Security

Hi!

Im trying to run a python script to check the eventlog on our clearpass servers.

Using this for auth:

https://github.com/aruba/clearpass-api-python-snippets/blob/master/clearpass-api-auth/clearpassauth.py

Now running the API works fine but it only returns events on the publisher node (specified fqdn in params.cfg). How do I query data from the subsciber nodes ?

I tried changing fqdn in the query, and I tried chaning fqdn in the params-file.

I always get:

403 Client Error: Forbidden for url

Do you have create also a client API on sub ?

Hi 

API Client can be only created on Publisher since its having the Database read/write access.

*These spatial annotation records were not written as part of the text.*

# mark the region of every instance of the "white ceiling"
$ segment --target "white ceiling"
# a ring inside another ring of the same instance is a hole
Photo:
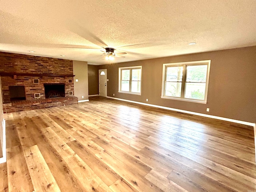
[[[121,62],[256,45],[256,0],[1,0],[0,24],[1,51]]]

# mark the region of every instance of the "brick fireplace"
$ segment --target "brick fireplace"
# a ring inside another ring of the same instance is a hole
[[[0,52],[4,112],[78,103],[72,61]]]

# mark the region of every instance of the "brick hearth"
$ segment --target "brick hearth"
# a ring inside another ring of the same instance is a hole
[[[72,60],[0,52],[0,76],[4,112],[78,103],[69,95],[74,91]],[[46,99],[44,84],[64,84],[65,97]],[[9,86],[24,86],[26,100],[11,102]]]

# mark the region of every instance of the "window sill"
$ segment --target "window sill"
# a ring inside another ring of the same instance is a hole
[[[192,100],[191,99],[180,99],[180,98],[174,98],[174,97],[166,97],[164,96],[161,96],[161,98],[162,99],[172,99],[174,100],[178,100],[179,101],[188,101],[189,102],[193,102],[194,103],[202,103],[203,104],[206,104],[207,102],[207,101],[197,101],[196,100]]]
[[[118,93],[128,93],[128,94],[132,94],[133,95],[141,95],[141,93],[133,93],[132,92],[126,92],[125,91],[118,91]]]

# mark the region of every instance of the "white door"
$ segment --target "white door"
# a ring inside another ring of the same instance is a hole
[[[107,70],[99,70],[99,94],[100,96],[107,96]]]

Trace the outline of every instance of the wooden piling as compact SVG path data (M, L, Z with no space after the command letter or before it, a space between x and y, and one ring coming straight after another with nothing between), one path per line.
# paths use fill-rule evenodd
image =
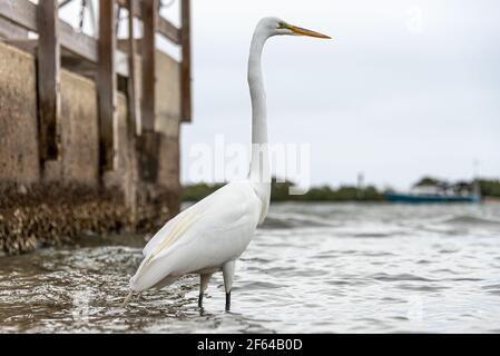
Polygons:
M180 63L180 98L182 120L192 120L192 73L190 73L190 1L182 0L180 4L180 43L183 49L183 61Z
M115 1L99 0L99 41L97 90L99 98L99 149L101 171L114 168L114 122L116 121L117 80L115 69Z
M60 134L60 48L58 1L46 0L38 6L38 102L40 158L58 158Z

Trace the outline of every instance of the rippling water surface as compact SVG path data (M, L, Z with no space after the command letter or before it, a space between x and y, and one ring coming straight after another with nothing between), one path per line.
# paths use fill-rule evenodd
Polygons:
M0 257L0 332L500 333L500 205L275 204L197 307L187 276L120 303L144 236Z

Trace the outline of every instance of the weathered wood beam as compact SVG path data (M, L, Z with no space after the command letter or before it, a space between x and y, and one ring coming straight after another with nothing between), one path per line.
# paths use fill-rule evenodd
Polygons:
M28 38L28 30L4 19L0 18L0 38Z
M33 32L38 32L37 6L28 0L1 0L0 17L9 19L13 23ZM81 57L92 63L99 61L97 40L85 33L77 32L73 28L59 19L59 42L69 52ZM124 52L116 53L116 70L122 76L128 76L127 58Z
M157 28L158 0L144 0L143 3L143 100L140 106L141 131L155 130L155 33Z
M125 7L128 2L128 0L117 0L118 3L122 7ZM140 0L135 0L133 1L133 14L134 17L138 18L138 19L143 19L143 1ZM158 16L157 17L157 30L158 33L160 33L161 36L165 36L167 39L169 39L170 41L173 41L176 44L180 44L180 30L173 24L170 21L168 21L167 19Z
M0 1L0 17L22 26L30 31L37 31L37 6L28 0Z
M45 0L38 6L38 66L40 157L57 159L60 144L60 49L58 1Z
M192 120L192 58L190 58L190 1L182 0L180 19L180 41L183 51L183 61L180 62L180 100L182 100L182 120L189 122Z
M70 3L72 0L62 0L59 1L59 9L66 7L68 3Z
M117 108L115 71L115 1L99 0L99 65L97 91L99 100L99 152L101 171L114 168L114 123Z
M127 1L127 10L129 13L134 8L134 3L136 1L128 0ZM128 17L128 82L127 82L127 93L128 93L128 125L127 132L128 137L134 138L137 134L137 121L140 122L138 117L139 111L137 107L139 105L138 96L137 96L137 83L136 83L136 51L137 43L134 38L135 26L134 26L134 17Z

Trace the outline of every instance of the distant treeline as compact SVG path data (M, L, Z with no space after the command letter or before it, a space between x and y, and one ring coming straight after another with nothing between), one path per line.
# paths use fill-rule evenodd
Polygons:
M220 188L222 184L207 185L196 184L186 185L183 187L183 200L184 201L198 201L213 191ZM276 182L273 179L271 188L272 201L381 201L384 200L382 192L378 191L375 187L365 187L357 189L356 187L345 186L339 189L333 189L329 186L313 187L304 195L290 195L290 188L293 187L292 182Z
M419 182L429 181L432 178L423 178ZM479 180L481 194L483 197L500 198L500 180ZM224 184L195 184L183 187L184 201L198 201L209 194L214 192ZM276 182L273 179L271 189L272 201L383 201L384 192L373 186L366 186L359 189L354 186L342 186L337 189L330 186L312 187L304 195L290 195L292 182Z

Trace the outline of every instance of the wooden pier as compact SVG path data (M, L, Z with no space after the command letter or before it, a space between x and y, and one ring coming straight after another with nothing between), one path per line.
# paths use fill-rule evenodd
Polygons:
M147 228L179 209L179 126L192 120L189 0L179 0L180 28L160 16L159 0L98 0L95 36L81 31L82 18L80 28L60 19L70 2L0 1L7 251L50 243L46 225L61 225L55 236ZM77 2L84 13L91 0ZM118 38L118 23L128 38ZM179 47L180 62L155 46L157 34Z

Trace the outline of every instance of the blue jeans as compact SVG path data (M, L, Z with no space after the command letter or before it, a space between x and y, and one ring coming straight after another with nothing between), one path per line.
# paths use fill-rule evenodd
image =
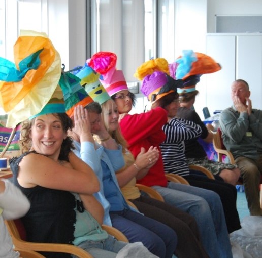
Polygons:
M130 243L142 242L149 251L161 258L172 256L177 237L171 228L130 210L109 214L113 227L122 232Z
M83 242L78 247L88 251L94 258L115 258L117 253L127 244L128 243L117 241L111 236L109 236L103 241Z
M210 258L232 258L223 207L212 191L169 182L167 187L152 187L165 201L194 217L203 246Z

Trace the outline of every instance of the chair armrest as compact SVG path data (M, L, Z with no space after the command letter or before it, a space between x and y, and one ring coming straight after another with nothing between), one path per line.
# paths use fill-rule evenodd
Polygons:
M200 171L202 173L206 175L208 178L211 179L215 179L214 175L207 168L202 166L198 166L196 165L189 165L189 168L192 170L197 170Z
M165 201L162 195L155 189L141 184L136 184L136 186L140 191L145 192L145 193L147 193L150 197L158 200L159 201Z
M175 183L180 183L180 184L184 184L184 185L190 185L188 182L184 178L178 176L178 175L172 174L171 173L166 173L166 178L170 182Z
M127 238L126 238L126 237L117 229L104 224L102 225L102 229L105 230L109 235L115 237L118 241L129 243L129 241Z
M16 251L17 250L16 249ZM22 258L45 258L44 256L35 251L20 250L18 251L20 253L20 257Z

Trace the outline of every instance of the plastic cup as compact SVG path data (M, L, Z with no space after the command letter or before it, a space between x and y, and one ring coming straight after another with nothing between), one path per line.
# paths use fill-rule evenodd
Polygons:
M7 167L7 158L0 158L0 169L6 168Z

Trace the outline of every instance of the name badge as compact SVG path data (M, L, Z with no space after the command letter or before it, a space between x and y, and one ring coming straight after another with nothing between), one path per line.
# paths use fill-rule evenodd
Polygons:
M247 132L246 136L247 137L252 137L252 132Z

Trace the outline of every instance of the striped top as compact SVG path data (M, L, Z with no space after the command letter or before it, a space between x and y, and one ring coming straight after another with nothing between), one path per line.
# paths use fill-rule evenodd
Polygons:
M165 171L182 177L189 175L184 141L198 137L201 127L191 121L174 117L163 126L166 140L160 145Z

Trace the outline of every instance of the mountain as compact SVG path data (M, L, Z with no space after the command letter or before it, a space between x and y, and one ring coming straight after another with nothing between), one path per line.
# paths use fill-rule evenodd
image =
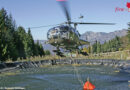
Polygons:
M82 34L80 38L89 41L91 44L93 44L96 40L103 44L105 41L109 41L115 38L116 36L122 37L125 36L126 34L127 34L126 29L118 30L110 33L88 31ZM53 53L52 50L55 49L54 46L50 44L46 44L45 43L46 40L38 40L38 41L43 45L44 50L50 50L51 53ZM35 42L37 42L37 40L35 40Z
M118 30L110 33L105 32L92 32L88 31L81 35L81 39L89 41L91 44L93 44L96 40L99 41L101 44L103 44L105 41L109 41L116 36L122 37L127 34L127 30Z

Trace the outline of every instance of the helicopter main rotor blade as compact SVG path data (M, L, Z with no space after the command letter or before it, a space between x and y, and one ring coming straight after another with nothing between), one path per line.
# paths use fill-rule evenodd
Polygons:
M85 23L85 22L71 22L71 24L115 25L115 23Z
M66 0L56 0L56 1L58 1L59 4L61 5L61 8L66 16L67 21L71 22L71 17L70 17L67 1Z

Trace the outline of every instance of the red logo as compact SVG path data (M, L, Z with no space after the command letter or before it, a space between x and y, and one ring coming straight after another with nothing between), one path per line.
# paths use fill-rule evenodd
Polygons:
M127 7L130 8L130 2L127 2Z

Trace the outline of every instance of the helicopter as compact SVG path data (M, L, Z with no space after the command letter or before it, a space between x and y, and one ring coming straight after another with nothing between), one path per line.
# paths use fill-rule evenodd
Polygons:
M53 50L58 56L63 56L60 48L64 50L76 51L79 46L89 45L86 40L80 39L80 33L77 30L77 25L113 25L113 23L88 23L88 22L72 22L66 0L57 0L66 16L67 21L59 26L53 27L47 32L47 43L55 46ZM83 16L82 16L83 18ZM72 27L73 25L73 27Z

This looks permission issue to me, Try changing the operator profile to Super administrator and check.

Or else please work with Aruba TAC for Faster resolution.  

I've already tried changing to super admin, makes no difference.

Hi,

Could you please recheck the Parameter file or share here if possible. 

Also try doing HTTP get individually for the URLS and let me know the results for both publisher and susbcriber. 

• url = "https://" + clearpass_fqdn + "/api/oauth/privileges"
• url = "https://" + clearpass_fqdn + "/api/oauth/me

with content type and Authorization Token.

Hi,

Every subscriber maintains a local database called "tipsLogDb" in which you can query for local data such as events and requests.

If using the https API is not a strong requirement, you could go the postgresql way.

Regards,

Hi,

Yes, Correct "TipsLogDb" (Server event and session logs) and "AppPlatform" (licensing logs) are individual server specific.